Session 2 - Session types and concurrency (Chaired by myself)

Types for Complexity of Parallel Computation in Pi-Calculus (Patrick Baillot and Alexis Ghyselen)

(talk given by Alexis)
Obtain time complexity properties/bounds via a type system.
Typically, given a t Nat -> Nat function for an integer n we can extract a bound on the computuation time for t n.
Complexity in a Calculus with Parallelism:

Work (total time complexity)
Span (time complexity with maximal parallelism)

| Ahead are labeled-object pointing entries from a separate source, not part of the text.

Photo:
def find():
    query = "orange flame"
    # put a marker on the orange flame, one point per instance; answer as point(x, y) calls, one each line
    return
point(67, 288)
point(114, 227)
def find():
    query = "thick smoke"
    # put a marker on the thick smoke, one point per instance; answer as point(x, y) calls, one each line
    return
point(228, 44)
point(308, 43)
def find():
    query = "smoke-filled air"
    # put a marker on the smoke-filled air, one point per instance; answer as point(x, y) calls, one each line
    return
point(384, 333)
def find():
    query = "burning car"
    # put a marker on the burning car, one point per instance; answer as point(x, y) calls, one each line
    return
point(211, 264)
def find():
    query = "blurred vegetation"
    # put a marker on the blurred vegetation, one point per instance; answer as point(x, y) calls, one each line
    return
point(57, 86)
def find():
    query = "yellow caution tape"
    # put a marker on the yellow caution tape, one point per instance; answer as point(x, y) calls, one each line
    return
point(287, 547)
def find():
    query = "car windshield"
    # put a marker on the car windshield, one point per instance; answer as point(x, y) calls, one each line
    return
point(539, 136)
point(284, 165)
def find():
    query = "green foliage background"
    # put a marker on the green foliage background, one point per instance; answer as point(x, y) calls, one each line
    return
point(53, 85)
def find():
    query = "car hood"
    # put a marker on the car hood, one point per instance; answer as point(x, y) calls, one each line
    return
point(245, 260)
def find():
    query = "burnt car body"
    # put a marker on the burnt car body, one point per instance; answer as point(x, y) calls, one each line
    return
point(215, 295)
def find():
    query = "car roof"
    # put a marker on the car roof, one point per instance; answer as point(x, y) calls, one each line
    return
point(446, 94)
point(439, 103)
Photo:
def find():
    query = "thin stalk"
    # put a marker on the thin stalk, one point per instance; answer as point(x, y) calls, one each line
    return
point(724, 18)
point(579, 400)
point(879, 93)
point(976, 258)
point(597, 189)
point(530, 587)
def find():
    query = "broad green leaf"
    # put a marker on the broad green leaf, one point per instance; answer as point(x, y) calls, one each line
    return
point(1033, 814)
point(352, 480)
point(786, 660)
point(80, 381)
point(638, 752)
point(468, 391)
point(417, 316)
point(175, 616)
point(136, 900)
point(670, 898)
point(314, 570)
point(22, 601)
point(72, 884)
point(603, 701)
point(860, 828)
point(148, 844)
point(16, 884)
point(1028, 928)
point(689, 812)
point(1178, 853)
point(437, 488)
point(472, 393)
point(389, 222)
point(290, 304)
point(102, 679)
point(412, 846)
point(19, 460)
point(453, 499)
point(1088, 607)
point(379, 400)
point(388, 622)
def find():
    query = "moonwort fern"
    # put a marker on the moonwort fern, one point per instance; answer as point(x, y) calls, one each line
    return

Their type system for the pi-calculus gives a way to analysis work and span.
Pi-calculus is a key fundamnetal calculus for concurrency, which can encode functional
languages, and has dynamic creation of processes and channels.
They extended the syntax of the pi calculus with a tick prefix, e.g., tick.P for process P
for exposing information about complexity, but it sounds like its semantics is slightly parametric.
Some examples were given:


n-ticks in parallel gives Work = n and Span = 1


Two ticks with one guarded by a beta-redux gives W = 2 and S = 1


For a more complex program we see that we take the worst-case
       a().tick.Po | tick.a().p1 | 'a<>   S = max(1 + C0, 1 + C1)


With recursion then
!(a).tick.(if (n=0) then 0 else 'a | 'a)


gives us W = O(2^n)but Span  = O(n) linear
Normal reduction rules give 0 cost but
tick.P -->1 P
Work = maximum number of ticks
New constructor, n : P means P with n ticks coming before (a bit like a time delay).
This has some structural congruence rules.
Simply-typed pi-calculus which has basic primitives types and channel types parametrised by the
type of message that can be communicated over that channel. Enrich data types with sizes so that
there is a way to give cost information that relates to the size of inputs (indexed natural
numbers and list types).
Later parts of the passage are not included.